Now, if kids are at the library without mom or dad and they don’t already have a library card, they can sign up on their own for a Student Success Card. They can use the card to check out up to two books or magazines at a time.
Siouxland Libraries started the Student Success Card in May as a pilot program, distributing the cards to kids in three Sioux Falls elementary schools. Lucy says they’ve already seen a good turnout.
“It’s been three weeks since the cards were handed out at schools and we’ve had over 60 kids come in, so we’re thinking it’s been successful so far.”
She’s noticed how the kids respond to having the card.
“I’ve been able to see kids coming into the library and they are just so, so excited to have their own library card and to be able to check things out. Whether it’s they weren’t able to before because they couldn’t come with mom or dad or because they just always used mom or dad’s card. But now it’s like this is their own thing.”

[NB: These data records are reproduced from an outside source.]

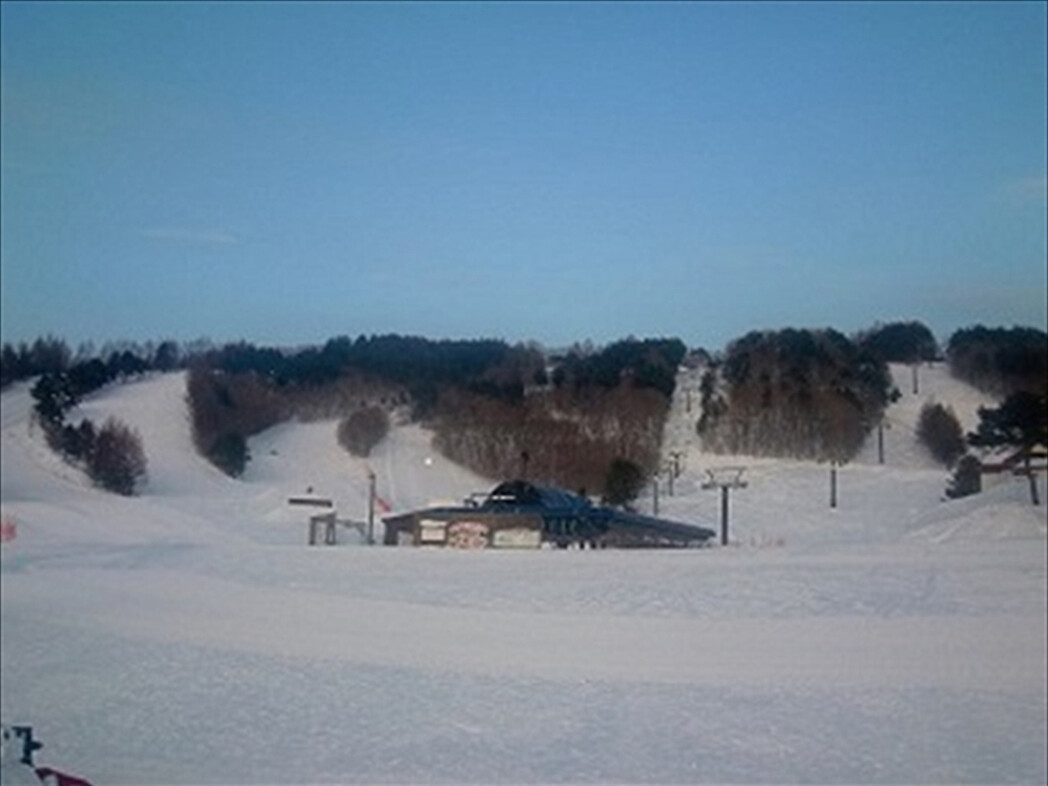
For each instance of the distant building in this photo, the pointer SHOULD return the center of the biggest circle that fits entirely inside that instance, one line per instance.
(521, 515)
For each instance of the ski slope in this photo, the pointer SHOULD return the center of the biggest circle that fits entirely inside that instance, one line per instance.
(189, 635)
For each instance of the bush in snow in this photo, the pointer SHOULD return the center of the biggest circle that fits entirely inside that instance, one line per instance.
(117, 460)
(966, 479)
(623, 483)
(364, 430)
(230, 454)
(939, 431)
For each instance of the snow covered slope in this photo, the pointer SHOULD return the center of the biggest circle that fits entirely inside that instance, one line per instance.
(189, 635)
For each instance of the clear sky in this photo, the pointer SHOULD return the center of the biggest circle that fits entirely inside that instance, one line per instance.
(288, 172)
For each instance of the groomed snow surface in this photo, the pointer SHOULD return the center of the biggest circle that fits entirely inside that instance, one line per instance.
(190, 636)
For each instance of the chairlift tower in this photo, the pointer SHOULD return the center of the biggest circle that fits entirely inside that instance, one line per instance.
(725, 478)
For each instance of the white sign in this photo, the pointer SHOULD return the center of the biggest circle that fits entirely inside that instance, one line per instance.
(518, 538)
(432, 531)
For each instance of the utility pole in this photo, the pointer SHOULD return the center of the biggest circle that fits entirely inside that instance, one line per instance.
(833, 484)
(371, 507)
(725, 478)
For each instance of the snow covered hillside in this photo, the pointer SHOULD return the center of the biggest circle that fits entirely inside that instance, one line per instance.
(189, 635)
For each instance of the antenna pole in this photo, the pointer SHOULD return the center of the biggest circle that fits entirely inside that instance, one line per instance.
(724, 514)
(371, 507)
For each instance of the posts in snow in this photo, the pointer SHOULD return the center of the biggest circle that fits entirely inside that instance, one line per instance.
(725, 478)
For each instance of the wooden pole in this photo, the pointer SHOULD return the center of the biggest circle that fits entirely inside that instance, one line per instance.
(371, 508)
(833, 484)
(724, 514)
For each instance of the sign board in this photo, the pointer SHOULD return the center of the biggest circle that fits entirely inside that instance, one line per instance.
(517, 538)
(432, 531)
(467, 535)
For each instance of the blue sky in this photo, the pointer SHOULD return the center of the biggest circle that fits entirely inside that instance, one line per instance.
(284, 173)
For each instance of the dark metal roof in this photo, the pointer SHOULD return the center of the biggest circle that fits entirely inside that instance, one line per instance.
(522, 494)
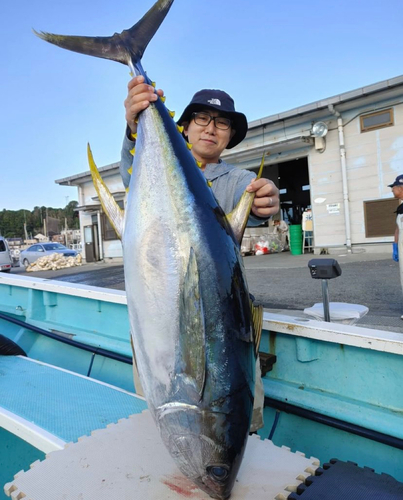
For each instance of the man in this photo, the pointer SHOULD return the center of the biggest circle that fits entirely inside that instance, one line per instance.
(209, 138)
(210, 124)
(397, 190)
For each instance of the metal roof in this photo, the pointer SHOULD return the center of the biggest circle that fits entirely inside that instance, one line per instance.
(335, 100)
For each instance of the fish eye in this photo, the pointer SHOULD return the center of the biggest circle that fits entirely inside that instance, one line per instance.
(218, 472)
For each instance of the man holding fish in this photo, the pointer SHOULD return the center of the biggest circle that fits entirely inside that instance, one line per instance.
(211, 125)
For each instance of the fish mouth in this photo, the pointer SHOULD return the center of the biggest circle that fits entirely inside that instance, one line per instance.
(197, 441)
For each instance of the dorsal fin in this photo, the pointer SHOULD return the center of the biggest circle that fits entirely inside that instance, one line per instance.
(239, 216)
(114, 213)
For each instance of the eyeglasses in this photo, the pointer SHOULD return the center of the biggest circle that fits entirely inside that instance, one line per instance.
(203, 119)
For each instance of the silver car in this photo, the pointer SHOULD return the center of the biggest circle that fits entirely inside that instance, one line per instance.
(32, 253)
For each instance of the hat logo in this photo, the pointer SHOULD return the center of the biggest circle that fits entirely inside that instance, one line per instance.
(217, 102)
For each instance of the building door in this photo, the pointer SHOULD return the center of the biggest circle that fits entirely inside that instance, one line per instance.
(89, 244)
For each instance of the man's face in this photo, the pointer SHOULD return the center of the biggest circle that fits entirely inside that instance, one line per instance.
(208, 141)
(398, 192)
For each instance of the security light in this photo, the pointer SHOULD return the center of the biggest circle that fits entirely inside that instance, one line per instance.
(319, 129)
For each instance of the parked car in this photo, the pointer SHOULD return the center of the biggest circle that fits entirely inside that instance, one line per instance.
(5, 257)
(32, 253)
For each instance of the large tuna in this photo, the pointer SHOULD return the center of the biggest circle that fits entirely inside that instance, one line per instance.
(190, 313)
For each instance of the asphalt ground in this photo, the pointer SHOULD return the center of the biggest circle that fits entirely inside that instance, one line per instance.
(282, 283)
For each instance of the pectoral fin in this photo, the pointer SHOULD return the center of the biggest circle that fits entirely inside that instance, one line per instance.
(239, 216)
(192, 331)
(114, 213)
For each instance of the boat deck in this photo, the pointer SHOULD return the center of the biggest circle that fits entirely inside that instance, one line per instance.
(128, 460)
(49, 407)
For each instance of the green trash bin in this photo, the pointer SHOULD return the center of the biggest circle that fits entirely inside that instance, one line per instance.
(295, 239)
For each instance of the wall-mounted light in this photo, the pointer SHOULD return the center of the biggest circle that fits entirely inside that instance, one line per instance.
(319, 131)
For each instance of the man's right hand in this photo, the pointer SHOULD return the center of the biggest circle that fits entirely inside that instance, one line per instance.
(139, 96)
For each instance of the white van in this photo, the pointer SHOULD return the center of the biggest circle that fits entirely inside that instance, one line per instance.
(5, 257)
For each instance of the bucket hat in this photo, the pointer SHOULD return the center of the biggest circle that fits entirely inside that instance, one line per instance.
(220, 101)
(398, 181)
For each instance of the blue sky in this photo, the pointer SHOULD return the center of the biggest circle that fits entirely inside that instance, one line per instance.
(270, 56)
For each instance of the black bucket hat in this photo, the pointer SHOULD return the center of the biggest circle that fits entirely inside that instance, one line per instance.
(220, 101)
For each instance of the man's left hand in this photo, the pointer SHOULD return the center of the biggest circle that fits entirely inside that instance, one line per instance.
(266, 202)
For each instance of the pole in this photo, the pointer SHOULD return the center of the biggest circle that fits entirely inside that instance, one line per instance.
(325, 294)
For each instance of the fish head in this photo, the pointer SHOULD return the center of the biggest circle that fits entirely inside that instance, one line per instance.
(206, 446)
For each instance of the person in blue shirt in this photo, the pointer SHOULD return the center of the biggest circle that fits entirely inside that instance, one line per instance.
(397, 190)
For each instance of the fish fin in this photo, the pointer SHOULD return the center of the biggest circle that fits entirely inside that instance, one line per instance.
(192, 328)
(113, 211)
(238, 218)
(257, 320)
(125, 47)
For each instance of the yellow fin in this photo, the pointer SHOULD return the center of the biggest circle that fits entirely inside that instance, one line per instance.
(111, 208)
(238, 218)
(257, 320)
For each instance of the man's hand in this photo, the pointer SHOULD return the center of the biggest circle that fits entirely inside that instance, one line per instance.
(266, 201)
(139, 96)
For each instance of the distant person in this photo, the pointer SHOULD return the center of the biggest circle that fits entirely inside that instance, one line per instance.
(397, 190)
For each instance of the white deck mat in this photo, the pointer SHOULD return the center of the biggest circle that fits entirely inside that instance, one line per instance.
(128, 461)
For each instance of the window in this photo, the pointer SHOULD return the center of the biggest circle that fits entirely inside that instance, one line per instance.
(108, 232)
(380, 217)
(377, 120)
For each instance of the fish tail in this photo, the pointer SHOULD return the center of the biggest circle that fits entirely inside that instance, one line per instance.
(126, 47)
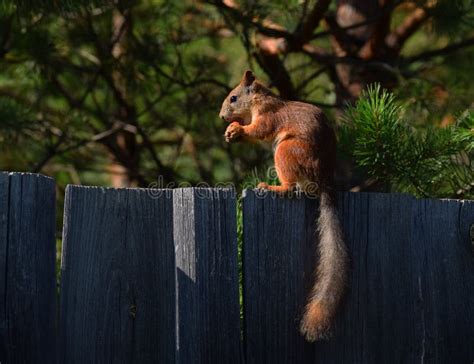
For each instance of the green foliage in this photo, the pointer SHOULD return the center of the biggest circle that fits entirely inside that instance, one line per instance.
(430, 162)
(62, 6)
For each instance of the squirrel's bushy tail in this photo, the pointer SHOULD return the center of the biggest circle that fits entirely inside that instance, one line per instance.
(331, 273)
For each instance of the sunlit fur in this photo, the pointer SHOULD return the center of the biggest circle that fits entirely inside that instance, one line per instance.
(305, 152)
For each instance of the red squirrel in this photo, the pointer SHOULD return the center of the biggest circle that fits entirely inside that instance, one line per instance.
(304, 156)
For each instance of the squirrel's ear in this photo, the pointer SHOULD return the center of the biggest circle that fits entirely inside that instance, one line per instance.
(247, 78)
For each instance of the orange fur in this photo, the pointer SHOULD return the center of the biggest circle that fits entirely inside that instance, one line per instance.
(305, 153)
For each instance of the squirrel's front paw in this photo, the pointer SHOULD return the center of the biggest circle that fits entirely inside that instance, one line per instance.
(233, 131)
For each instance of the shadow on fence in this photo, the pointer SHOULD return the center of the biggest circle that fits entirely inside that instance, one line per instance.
(152, 277)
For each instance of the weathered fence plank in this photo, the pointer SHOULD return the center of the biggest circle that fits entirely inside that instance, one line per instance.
(27, 266)
(117, 284)
(412, 292)
(207, 280)
(146, 279)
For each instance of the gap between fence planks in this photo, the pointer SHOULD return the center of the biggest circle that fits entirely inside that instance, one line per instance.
(149, 276)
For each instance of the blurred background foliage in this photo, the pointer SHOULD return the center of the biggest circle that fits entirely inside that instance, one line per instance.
(127, 93)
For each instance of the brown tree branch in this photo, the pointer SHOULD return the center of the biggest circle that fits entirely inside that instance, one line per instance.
(305, 31)
(410, 25)
(440, 52)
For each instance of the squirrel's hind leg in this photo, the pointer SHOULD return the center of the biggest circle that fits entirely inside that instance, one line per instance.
(288, 158)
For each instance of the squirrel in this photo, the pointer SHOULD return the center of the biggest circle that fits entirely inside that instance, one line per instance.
(304, 156)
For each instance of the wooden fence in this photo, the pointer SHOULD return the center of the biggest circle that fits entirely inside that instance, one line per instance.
(152, 276)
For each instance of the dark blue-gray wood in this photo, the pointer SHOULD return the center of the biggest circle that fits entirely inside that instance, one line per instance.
(27, 269)
(149, 276)
(411, 297)
(207, 276)
(118, 277)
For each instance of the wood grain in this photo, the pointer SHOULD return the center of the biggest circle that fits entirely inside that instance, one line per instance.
(411, 297)
(27, 269)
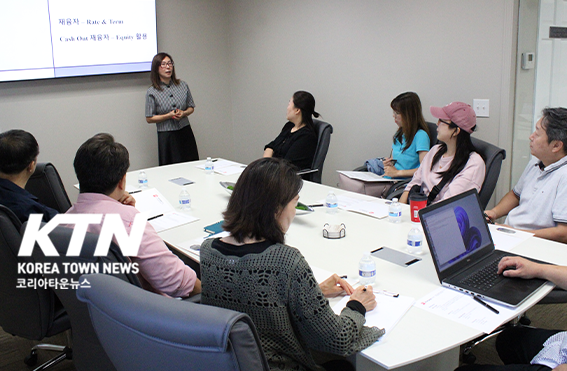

Beyond just the excitement, the program is also serving an important purpose now that school is out for the summer.
“And it’s just a good way to prevent the summer slide. When you’re out of school and not necessarily doing those educational things each day it’s easy to regress back a little bit. If you’re reading all summer it helps prevent that.”
“They’re just so excited and just seeing that is worth having this program.”